The saint was born on the island of Lesbos, in the city of Mithymna (Asia Minor). In early childhood, she was left an orphan, and her relatives gave her over to a monastery for upbringing. The girl came to love the monastic life - removed from the world of sin and temptation - the long church services, the monastery obediences, the rigorous fasting and the untiring prayer. She learned many hymns, prayers and psalms by heart. In 846, when she was already eighteen years old, she set out, with the blessing of the abbess, for a neighboring village on the feast of Christ's Resurrection to visit her sister and to stay there overnight. By night, Arabs fell upon the settlement, took all the inhabitants captive, put them on a ship and in the morning put out to sea.

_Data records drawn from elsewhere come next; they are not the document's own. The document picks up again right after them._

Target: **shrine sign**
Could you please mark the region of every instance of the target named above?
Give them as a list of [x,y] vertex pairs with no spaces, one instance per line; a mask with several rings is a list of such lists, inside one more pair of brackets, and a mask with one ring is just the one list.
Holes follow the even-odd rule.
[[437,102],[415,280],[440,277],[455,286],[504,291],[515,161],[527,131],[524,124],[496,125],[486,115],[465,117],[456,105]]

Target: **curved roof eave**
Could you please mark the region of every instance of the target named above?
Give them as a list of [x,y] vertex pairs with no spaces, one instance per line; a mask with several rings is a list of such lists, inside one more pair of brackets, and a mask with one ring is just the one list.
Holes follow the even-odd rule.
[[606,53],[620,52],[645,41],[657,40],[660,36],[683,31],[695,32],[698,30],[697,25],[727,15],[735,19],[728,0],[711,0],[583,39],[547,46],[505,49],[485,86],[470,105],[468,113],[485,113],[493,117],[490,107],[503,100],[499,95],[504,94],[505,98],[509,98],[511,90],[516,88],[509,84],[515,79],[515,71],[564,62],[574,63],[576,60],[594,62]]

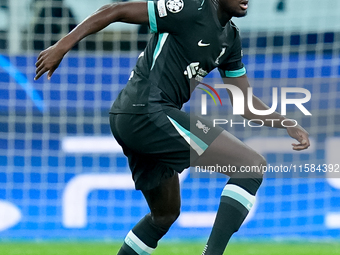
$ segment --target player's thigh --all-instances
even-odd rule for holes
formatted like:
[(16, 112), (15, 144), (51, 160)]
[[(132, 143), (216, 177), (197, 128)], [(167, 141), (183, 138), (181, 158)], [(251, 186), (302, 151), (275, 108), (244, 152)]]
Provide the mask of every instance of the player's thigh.
[[(218, 165), (227, 167), (224, 169), (234, 167), (239, 171), (242, 170), (241, 167), (256, 168), (265, 164), (266, 160), (262, 155), (224, 130), (204, 153), (192, 163), (192, 166), (209, 167)], [(223, 173), (230, 176), (233, 172)]]
[(173, 117), (183, 124), (183, 115), (177, 109), (144, 115), (111, 114), (112, 133), (128, 157), (136, 189), (154, 189), (175, 171), (189, 167), (189, 145), (170, 121)]

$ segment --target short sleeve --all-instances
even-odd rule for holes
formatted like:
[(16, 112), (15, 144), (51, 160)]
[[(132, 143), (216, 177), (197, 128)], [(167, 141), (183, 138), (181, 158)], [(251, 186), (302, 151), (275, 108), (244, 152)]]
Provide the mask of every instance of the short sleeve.
[[(148, 15), (152, 33), (180, 33), (195, 22), (199, 1), (153, 0), (148, 1)], [(204, 3), (204, 2), (203, 2)]]
[[(235, 26), (234, 24), (232, 24)], [(222, 78), (235, 78), (246, 74), (246, 68), (242, 62), (243, 51), (241, 37), (235, 26), (236, 36), (228, 58), (218, 66)]]
[(218, 71), (222, 78), (236, 78), (247, 73), (247, 70), (242, 61), (232, 62), (226, 66), (219, 67)]

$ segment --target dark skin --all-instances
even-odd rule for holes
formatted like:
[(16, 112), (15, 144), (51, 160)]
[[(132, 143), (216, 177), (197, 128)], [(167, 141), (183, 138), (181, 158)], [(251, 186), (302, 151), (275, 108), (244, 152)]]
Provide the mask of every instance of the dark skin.
[[(217, 15), (222, 26), (232, 17), (243, 17), (247, 13), (247, 0), (211, 0), (215, 5)], [(125, 22), (131, 24), (148, 24), (148, 10), (146, 2), (128, 2), (105, 5), (82, 23), (80, 23), (68, 35), (60, 39), (55, 45), (42, 51), (36, 63), (35, 80), (44, 73), (51, 78), (58, 68), (65, 54), (84, 37), (96, 33), (113, 22)], [(230, 80), (229, 80), (230, 82)], [(238, 86), (247, 97), (249, 82), (247, 76), (234, 78), (232, 84)], [(232, 98), (231, 98), (232, 100)], [(258, 110), (265, 110), (269, 107), (257, 97), (253, 97), (253, 105)], [(271, 126), (272, 122), (265, 119), (284, 120), (285, 117), (279, 113), (272, 113), (268, 116), (257, 116), (251, 113), (245, 105), (244, 116), (247, 119), (261, 119), (265, 125)], [(275, 122), (275, 127), (282, 128)], [(286, 125), (289, 125), (286, 122)], [(308, 133), (299, 125), (287, 128), (288, 134), (299, 143), (292, 144), (293, 150), (304, 150), (310, 146)], [(226, 144), (228, 146), (226, 146)], [(246, 157), (244, 156), (246, 155)], [(217, 139), (208, 147), (194, 165), (235, 165), (235, 166), (261, 166), (265, 165), (265, 159), (257, 152), (246, 146), (230, 133), (223, 131)], [(225, 173), (229, 175), (229, 173)], [(150, 207), (151, 216), (155, 224), (162, 227), (170, 227), (177, 219), (180, 211), (180, 188), (178, 174), (164, 180), (158, 187), (152, 190), (142, 190), (144, 197)]]
[(39, 79), (46, 72), (48, 72), (47, 78), (50, 79), (64, 55), (70, 51), (75, 44), (86, 36), (97, 33), (114, 22), (148, 24), (147, 3), (119, 3), (101, 7), (56, 44), (39, 54), (34, 80)]
[[(247, 11), (241, 8), (245, 0), (221, 0), (214, 4), (222, 26), (233, 17), (245, 16)], [(94, 34), (114, 22), (131, 24), (148, 24), (149, 16), (146, 2), (119, 3), (104, 5), (83, 22), (81, 22), (68, 35), (59, 40), (55, 45), (42, 51), (36, 63), (35, 80), (48, 72), (48, 79), (58, 68), (64, 55), (84, 37)]]

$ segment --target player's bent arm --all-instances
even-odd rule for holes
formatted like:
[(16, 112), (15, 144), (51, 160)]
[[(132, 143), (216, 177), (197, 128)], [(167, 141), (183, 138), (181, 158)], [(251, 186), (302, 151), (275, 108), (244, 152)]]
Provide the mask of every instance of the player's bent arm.
[[(248, 98), (248, 88), (250, 87), (250, 85), (249, 85), (247, 75), (242, 75), (240, 77), (232, 78), (232, 79), (233, 79), (232, 84), (236, 85), (238, 88), (241, 89), (241, 91), (243, 92), (244, 98), (245, 98), (244, 115), (242, 115), (244, 118), (262, 120), (264, 125), (269, 126), (269, 127), (286, 128), (288, 134), (292, 138), (300, 142), (299, 144), (295, 144), (295, 143), (292, 144), (294, 150), (304, 150), (310, 146), (308, 132), (304, 128), (302, 128), (300, 125), (293, 127), (295, 123), (293, 122), (289, 123), (289, 120), (285, 121), (285, 125), (286, 126), (291, 125), (292, 127), (283, 127), (281, 123), (283, 120), (286, 120), (286, 118), (282, 116), (281, 114), (279, 114), (278, 112), (273, 112), (268, 115), (256, 115), (249, 110), (248, 104), (247, 104), (247, 101), (248, 101), (247, 98)], [(230, 100), (233, 103), (232, 94), (229, 91), (228, 93), (230, 96)], [(254, 108), (257, 110), (268, 110), (269, 109), (269, 107), (264, 102), (262, 102), (258, 97), (254, 95), (252, 96), (252, 101), (253, 101)], [(276, 121), (273, 121), (273, 120), (276, 120)]]
[[(251, 112), (249, 110), (248, 107), (248, 103), (247, 103), (247, 99), (248, 99), (248, 88), (250, 87), (249, 85), (249, 81), (247, 78), (247, 75), (244, 74), (240, 77), (237, 78), (228, 78), (226, 80), (228, 83), (231, 83), (235, 86), (237, 86), (239, 89), (241, 89), (243, 95), (244, 95), (244, 114), (242, 115), (242, 117), (249, 119), (249, 120), (262, 120), (265, 126), (269, 126), (269, 127), (275, 127), (275, 128), (284, 128), (281, 125), (281, 122), (283, 120), (285, 120), (286, 118), (284, 116), (282, 116), (281, 114), (279, 114), (278, 112), (273, 112), (271, 114), (268, 115), (256, 115), (253, 112)], [(230, 91), (228, 90), (229, 96), (230, 96), (230, 100), (231, 103), (233, 104), (233, 97), (232, 94), (230, 93)], [(262, 102), (258, 97), (256, 96), (252, 96), (252, 101), (253, 101), (253, 106), (256, 110), (268, 110), (269, 106), (267, 106), (264, 102)], [(271, 121), (271, 120), (275, 119), (275, 120), (280, 120), (280, 121)], [(286, 125), (289, 125), (290, 123), (286, 123)]]
[(47, 71), (49, 72), (48, 78), (51, 78), (64, 55), (75, 44), (84, 37), (94, 34), (114, 22), (148, 24), (147, 2), (114, 3), (98, 9), (56, 44), (39, 54), (34, 79), (39, 79)]
[(115, 22), (148, 24), (147, 3), (130, 2), (104, 5), (66, 35), (61, 40), (63, 43), (62, 47), (65, 51), (68, 51), (84, 37), (97, 33)]

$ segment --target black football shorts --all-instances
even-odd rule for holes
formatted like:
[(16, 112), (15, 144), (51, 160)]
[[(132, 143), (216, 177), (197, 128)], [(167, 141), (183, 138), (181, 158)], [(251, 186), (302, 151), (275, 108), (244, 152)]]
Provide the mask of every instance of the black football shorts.
[(150, 190), (194, 162), (223, 131), (176, 108), (110, 114), (111, 131), (128, 157), (135, 187)]

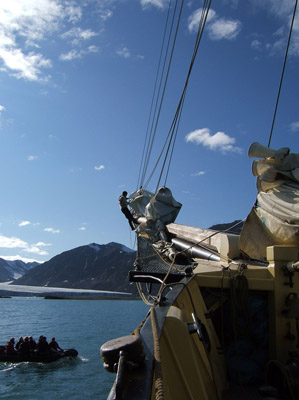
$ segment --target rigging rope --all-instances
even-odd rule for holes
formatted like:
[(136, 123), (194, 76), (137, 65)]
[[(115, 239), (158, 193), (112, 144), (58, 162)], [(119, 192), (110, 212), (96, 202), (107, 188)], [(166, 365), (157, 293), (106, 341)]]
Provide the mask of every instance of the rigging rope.
[[(181, 8), (182, 8), (182, 5), (183, 5), (183, 2), (184, 2), (184, 0), (182, 0)], [(157, 125), (158, 125), (158, 121), (159, 121), (159, 118), (160, 118), (160, 113), (161, 113), (163, 99), (164, 99), (164, 95), (165, 95), (165, 91), (166, 91), (166, 85), (167, 85), (167, 81), (168, 81), (171, 61), (172, 61), (172, 57), (173, 57), (173, 52), (174, 52), (174, 47), (175, 47), (175, 42), (176, 42), (176, 37), (177, 37), (177, 31), (178, 31), (178, 25), (179, 25), (179, 22), (180, 22), (180, 17), (178, 18), (178, 22), (177, 22), (176, 33), (175, 33), (175, 36), (174, 36), (174, 39), (173, 39), (172, 50), (171, 50), (171, 54), (169, 56), (169, 61), (168, 61), (168, 68), (167, 68), (167, 71), (166, 71), (166, 76), (164, 78), (165, 81), (164, 81), (163, 91), (162, 91), (161, 98), (160, 98), (160, 92), (161, 92), (162, 83), (163, 83), (165, 66), (166, 66), (166, 61), (167, 61), (169, 47), (170, 47), (170, 40), (171, 40), (171, 37), (172, 37), (172, 32), (173, 32), (173, 27), (174, 27), (174, 22), (175, 22), (177, 5), (178, 5), (178, 0), (176, 0), (176, 3), (175, 3), (175, 7), (174, 7), (174, 11), (173, 11), (173, 17), (172, 17), (172, 21), (171, 21), (171, 27), (170, 27), (170, 30), (169, 30), (168, 42), (167, 42), (167, 46), (166, 46), (166, 50), (165, 50), (163, 68), (162, 68), (162, 71), (161, 71), (159, 90), (158, 90), (158, 93), (156, 95), (156, 105), (155, 105), (154, 114), (152, 116), (151, 133), (150, 133), (150, 136), (148, 138), (147, 151), (146, 151), (146, 156), (145, 156), (145, 159), (144, 159), (143, 173), (142, 173), (142, 178), (140, 180), (140, 186), (144, 186), (143, 182), (144, 182), (144, 179), (145, 179), (145, 174), (146, 174), (146, 171), (147, 171), (147, 168), (148, 168), (150, 155), (151, 155), (151, 152), (152, 152), (154, 139), (155, 139), (156, 132), (157, 132)], [(170, 12), (170, 8), (171, 8), (171, 0), (169, 2), (168, 13)], [(162, 43), (160, 57), (162, 56), (162, 52), (163, 52), (163, 48), (164, 48), (164, 44), (165, 44), (165, 34), (166, 34), (166, 30), (167, 30), (167, 25), (168, 25), (168, 19), (169, 19), (169, 16), (167, 16), (167, 20), (166, 20), (166, 25), (165, 25), (165, 30), (164, 30), (164, 37), (163, 37), (163, 43)], [(159, 70), (160, 70), (160, 66), (159, 66), (159, 68), (157, 70), (157, 78), (156, 79), (158, 79)], [(154, 96), (155, 96), (155, 91), (154, 91), (153, 97)], [(159, 98), (160, 98), (160, 105), (158, 107)], [(157, 109), (158, 109), (158, 113), (157, 113)], [(156, 113), (157, 113), (157, 116), (156, 116)]]
[[(182, 7), (182, 5), (183, 5), (183, 2), (181, 4), (181, 7)], [(169, 157), (169, 163), (168, 163), (168, 168), (167, 168), (167, 173), (166, 173), (166, 178), (165, 178), (165, 184), (166, 184), (166, 181), (167, 181), (168, 172), (169, 172), (170, 164), (171, 164), (171, 161), (172, 161), (174, 145), (175, 145), (175, 142), (176, 142), (178, 127), (179, 127), (179, 123), (180, 123), (180, 119), (181, 119), (182, 109), (183, 109), (183, 105), (184, 105), (184, 101), (185, 101), (186, 91), (187, 91), (189, 79), (190, 79), (190, 76), (191, 76), (191, 72), (192, 72), (192, 69), (193, 69), (193, 66), (194, 66), (194, 62), (195, 62), (195, 58), (196, 58), (196, 55), (197, 55), (198, 47), (199, 47), (199, 44), (200, 44), (200, 41), (201, 41), (201, 38), (202, 38), (202, 34), (203, 34), (203, 30), (204, 30), (205, 23), (206, 23), (206, 20), (207, 20), (207, 16), (208, 16), (208, 12), (209, 12), (209, 9), (210, 9), (210, 5), (211, 5), (211, 0), (205, 0), (204, 6), (202, 8), (201, 19), (200, 19), (200, 23), (199, 23), (199, 26), (198, 26), (198, 31), (197, 31), (197, 36), (196, 36), (196, 41), (195, 41), (195, 45), (194, 45), (194, 50), (193, 50), (190, 66), (189, 66), (187, 78), (185, 80), (184, 88), (183, 88), (183, 91), (182, 91), (182, 94), (181, 94), (181, 97), (180, 97), (180, 100), (179, 100), (179, 104), (177, 106), (177, 109), (176, 109), (176, 112), (175, 112), (175, 116), (173, 118), (171, 127), (170, 127), (169, 132), (168, 132), (167, 137), (166, 137), (166, 140), (165, 140), (164, 145), (162, 147), (162, 151), (161, 151), (161, 153), (160, 153), (160, 155), (159, 155), (159, 157), (157, 159), (157, 162), (156, 162), (156, 164), (155, 164), (155, 166), (154, 166), (154, 168), (153, 168), (153, 170), (152, 170), (152, 172), (151, 172), (146, 184), (145, 184), (145, 186), (147, 186), (149, 181), (151, 180), (151, 178), (152, 178), (152, 176), (153, 176), (153, 174), (154, 174), (154, 172), (155, 172), (155, 170), (156, 170), (156, 168), (157, 168), (157, 166), (158, 166), (158, 164), (160, 162), (160, 159), (161, 159), (161, 157), (162, 157), (162, 155), (164, 153), (164, 150), (165, 150), (166, 146), (168, 145), (166, 153), (165, 153), (165, 156), (164, 156), (163, 165), (161, 167), (161, 172), (160, 172), (160, 176), (159, 176), (159, 179), (158, 179), (156, 192), (158, 190), (158, 187), (159, 187), (161, 179), (162, 179), (162, 175), (164, 173), (166, 161), (167, 161), (167, 159)], [(179, 15), (178, 20), (180, 19), (180, 17), (181, 17), (181, 11), (180, 11), (180, 15)], [(178, 25), (177, 25), (177, 28), (178, 28)], [(171, 152), (170, 152), (170, 149), (171, 149)], [(169, 152), (170, 152), (170, 156), (169, 156)]]
[[(164, 68), (165, 68), (166, 59), (164, 59), (163, 69), (162, 69), (162, 72), (161, 72), (161, 78), (160, 78), (160, 84), (159, 84), (159, 90), (158, 90), (158, 94), (156, 96), (156, 90), (157, 90), (157, 84), (158, 84), (158, 78), (159, 78), (159, 71), (160, 71), (161, 62), (162, 62), (162, 55), (163, 55), (163, 49), (164, 49), (165, 40), (166, 40), (166, 32), (167, 32), (167, 27), (168, 27), (168, 20), (169, 20), (169, 16), (170, 16), (171, 3), (172, 3), (172, 0), (169, 0), (168, 12), (167, 12), (167, 17), (166, 17), (166, 22), (165, 22), (165, 27), (164, 27), (164, 33), (163, 33), (163, 39), (162, 39), (162, 46), (161, 46), (161, 50), (160, 50), (158, 68), (157, 68), (157, 72), (156, 72), (156, 80), (155, 80), (155, 85), (154, 85), (154, 90), (153, 90), (153, 95), (152, 95), (152, 102), (151, 102), (150, 113), (149, 113), (147, 129), (146, 129), (146, 135), (145, 135), (145, 141), (144, 141), (144, 147), (143, 147), (143, 152), (142, 152), (142, 157), (141, 157), (141, 166), (142, 166), (143, 163), (144, 163), (144, 166), (143, 166), (142, 175), (141, 175), (141, 169), (142, 168), (140, 166), (138, 182), (137, 182), (137, 188), (139, 188), (143, 184), (144, 176), (145, 176), (145, 173), (146, 173), (146, 165), (147, 165), (147, 162), (145, 160), (147, 160), (147, 158), (149, 157), (149, 143), (151, 142), (153, 126), (151, 127), (151, 134), (150, 135), (149, 135), (149, 132), (150, 132), (149, 128), (150, 128), (151, 119), (153, 118), (153, 120), (154, 120), (155, 115), (156, 115), (157, 103), (158, 103), (158, 99), (160, 97), (162, 77), (164, 75)], [(167, 44), (167, 48), (166, 48), (166, 54), (168, 53), (168, 48), (169, 48), (169, 40), (168, 40), (168, 44)], [(153, 106), (154, 106), (155, 97), (157, 97), (157, 99), (156, 99), (156, 105), (155, 105), (155, 109), (154, 109), (154, 113), (153, 113)], [(147, 150), (146, 150), (146, 147), (147, 147)]]
[[(168, 173), (169, 173), (169, 169), (170, 169), (170, 164), (171, 164), (171, 161), (172, 161), (172, 155), (173, 155), (174, 146), (175, 146), (175, 142), (176, 142), (176, 138), (177, 138), (177, 133), (178, 133), (178, 128), (179, 128), (179, 124), (180, 124), (180, 120), (181, 120), (182, 110), (183, 110), (183, 106), (184, 106), (184, 102), (185, 102), (185, 97), (186, 97), (187, 87), (188, 87), (188, 83), (189, 83), (189, 78), (191, 76), (191, 72), (192, 72), (192, 69), (193, 69), (195, 58), (196, 58), (196, 55), (197, 55), (197, 52), (198, 52), (198, 47), (199, 47), (199, 44), (200, 44), (200, 41), (201, 41), (201, 38), (202, 38), (202, 35), (203, 35), (203, 31), (204, 31), (204, 27), (205, 27), (206, 20), (207, 20), (207, 17), (208, 17), (210, 6), (211, 6), (211, 0), (210, 1), (205, 1), (204, 7), (203, 7), (203, 10), (202, 10), (202, 14), (201, 14), (201, 18), (200, 18), (200, 22), (199, 22), (199, 26), (198, 26), (198, 31), (197, 31), (197, 36), (196, 36), (196, 41), (195, 41), (195, 46), (194, 46), (194, 51), (193, 51), (191, 63), (190, 63), (190, 66), (189, 66), (189, 71), (188, 71), (188, 74), (187, 74), (185, 86), (184, 86), (183, 93), (181, 95), (180, 102), (179, 102), (179, 105), (178, 105), (178, 108), (177, 108), (177, 112), (176, 112), (176, 116), (175, 116), (176, 128), (173, 130), (173, 134), (172, 134), (173, 144), (172, 144), (171, 154), (170, 154), (170, 157), (169, 157), (169, 163), (168, 163), (168, 168), (167, 168), (167, 173), (166, 173), (166, 177), (165, 177), (164, 186), (166, 186)], [(170, 145), (171, 145), (171, 143), (169, 142), (168, 150), (167, 150), (167, 153), (165, 155), (165, 162), (164, 162), (163, 167), (162, 167), (162, 171), (161, 171), (161, 174), (160, 174), (160, 179), (159, 179), (156, 191), (158, 190), (158, 186), (160, 184), (160, 180), (161, 180), (162, 173), (163, 173), (163, 170), (164, 170), (164, 166), (165, 166), (165, 163), (166, 163), (166, 158), (168, 157), (168, 152), (169, 152), (169, 149), (170, 149)]]
[(294, 11), (293, 11), (293, 18), (292, 18), (292, 23), (291, 23), (291, 27), (290, 27), (290, 33), (289, 33), (287, 48), (286, 48), (285, 57), (284, 57), (283, 68), (282, 68), (281, 77), (280, 77), (280, 84), (279, 84), (278, 93), (277, 93), (277, 98), (276, 98), (276, 104), (275, 104), (275, 110), (274, 110), (274, 115), (273, 115), (273, 120), (272, 120), (272, 126), (271, 126), (269, 141), (268, 141), (268, 147), (270, 147), (270, 144), (271, 144), (272, 133), (273, 133), (273, 128), (274, 128), (274, 124), (275, 124), (276, 113), (277, 113), (277, 108), (278, 108), (278, 103), (279, 103), (279, 98), (280, 98), (280, 92), (281, 92), (281, 87), (282, 87), (282, 81), (283, 81), (283, 77), (284, 77), (284, 71), (285, 71), (285, 67), (286, 67), (286, 63), (287, 63), (287, 58), (288, 58), (288, 52), (289, 52), (289, 47), (290, 47), (290, 42), (291, 42), (291, 36), (292, 36), (292, 31), (293, 31), (293, 25), (294, 25), (294, 21), (295, 21), (297, 3), (298, 3), (298, 0), (295, 0), (295, 6), (294, 6)]

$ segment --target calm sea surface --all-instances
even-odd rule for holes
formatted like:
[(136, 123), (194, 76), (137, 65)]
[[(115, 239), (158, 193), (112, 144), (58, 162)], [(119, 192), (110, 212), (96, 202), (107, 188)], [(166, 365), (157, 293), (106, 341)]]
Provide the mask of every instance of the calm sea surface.
[(0, 363), (0, 399), (104, 400), (114, 381), (105, 371), (100, 346), (130, 334), (148, 307), (128, 300), (0, 299), (0, 344), (10, 337), (55, 336), (62, 348), (75, 348), (75, 360), (50, 364)]

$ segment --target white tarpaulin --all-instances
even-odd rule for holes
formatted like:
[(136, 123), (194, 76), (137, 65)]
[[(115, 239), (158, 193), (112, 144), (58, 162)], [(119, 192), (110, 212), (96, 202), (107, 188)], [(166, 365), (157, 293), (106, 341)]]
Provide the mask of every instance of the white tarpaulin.
[(257, 176), (257, 202), (240, 236), (240, 249), (251, 258), (265, 259), (266, 246), (299, 247), (299, 154), (251, 145), (252, 171)]
[(137, 232), (146, 232), (153, 241), (167, 239), (165, 225), (175, 221), (182, 204), (177, 202), (171, 190), (162, 187), (156, 194), (139, 189), (129, 197), (130, 207), (135, 211), (137, 217), (144, 217), (137, 228)]
[(175, 221), (181, 207), (182, 204), (172, 197), (171, 190), (162, 187), (146, 206), (145, 217), (147, 220), (160, 220), (164, 224), (170, 224)]
[(153, 198), (154, 193), (144, 189), (138, 189), (129, 196), (130, 207), (134, 210), (137, 217), (145, 216), (145, 207)]
[(162, 221), (164, 224), (174, 222), (182, 204), (173, 197), (171, 190), (161, 187), (156, 194), (139, 189), (129, 196), (130, 207), (138, 217), (151, 221)]

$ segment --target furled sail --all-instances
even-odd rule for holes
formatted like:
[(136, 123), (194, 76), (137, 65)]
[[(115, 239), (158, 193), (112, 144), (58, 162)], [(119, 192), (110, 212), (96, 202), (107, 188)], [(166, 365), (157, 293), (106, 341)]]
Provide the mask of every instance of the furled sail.
[(261, 158), (252, 163), (258, 195), (243, 226), (240, 249), (250, 258), (265, 259), (267, 246), (299, 247), (299, 154), (255, 142), (248, 155)]
[(137, 232), (146, 232), (153, 241), (167, 240), (165, 225), (175, 221), (182, 204), (174, 199), (171, 190), (161, 187), (156, 194), (139, 189), (129, 197), (130, 207), (139, 218)]

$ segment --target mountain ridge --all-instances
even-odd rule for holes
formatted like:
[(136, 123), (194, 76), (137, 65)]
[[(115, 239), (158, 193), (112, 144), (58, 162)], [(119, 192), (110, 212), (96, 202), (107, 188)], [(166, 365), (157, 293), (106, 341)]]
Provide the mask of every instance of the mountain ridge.
[(109, 290), (136, 294), (127, 276), (134, 268), (136, 252), (110, 242), (90, 243), (67, 250), (36, 266), (14, 285)]
[(6, 260), (0, 258), (0, 282), (9, 282), (23, 276), (27, 271), (39, 265), (36, 261)]

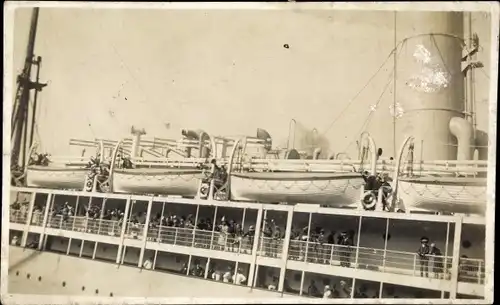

The brigands put the captives ashore on the desert island of Paros in order to assign a price to each one, after having examined them, and to take them away to a slave market. The Lord helped the young maiden to escape, and the Arabs did not catch up with her. From that time, St. Theoctiste lived for thirty-five years on the island (+881). An ancient church in the name of the Most Holy Theotokos served as her dwelling, and sunflower seeds as her food. She spent the whole time in prayer.

Once, a group of hunters landed on the island. One of them, pursuing a prey, went far away from the shore into the forest and suddenly saw the church. He went into the church, in order to offer up a prayer to the Lord. After the prayer, the hunter saw in a semi-dark corner, not far from the holy table, behind a thick cobweb, something like a human figure. He came up closer and heard a voice: "Stay there, O man; come no further. I am ashamed because I am a naked woman." The hunter gave the woman his outer garment, and she came out from her concealment. He saw a grey-haired woman with an emaciated face, who called herself Theoctiste. In a weak voice, she told him about her life, which was full of God's benefactions.

On completing the story, the saint asked the hunter that he bring her a particle of the Presanctified Gifts if he should ever happen to be on that island again. For the whole time of her desert sojourn, not once had she been vouchsafed to communicate of Christ's Holy Mysteries. In a year, the hunter again arrived at the island and brought a small vessel with a particle of the Holy Mysteries. Saint Theoctiste met the Holy Thing in the church, fell to the ground and prayed long with weeping. On raising herself up, she received the Body and Blood of Christ. On the following day, the hunter saw the dead body of St. Theoctiste in the middle of the church. Having dug out a shallow grave, the hunter placed the Venerable one's honorable body in it and at the same time dared to detach her hand, in order to take a part of the great God-pleaser's relics with him. The ship sailed the whole night on the restless sea, but the next morning it turned out to be at the same spot from whence it had begun its voyage. Then the man that had taken the relics understood that this was not pleasing to God. He returned to the grave and joined the hand to the Venerable one's body. After this the ship sailed away unimpeded. On the way, the hunter told his fellow-travelers about all that happened to him on the island. Having heard him out, they all decided to return immediately to Paros in order to venerate the relics of the great ascetic together, but it turned out that her holy body was not in the grave.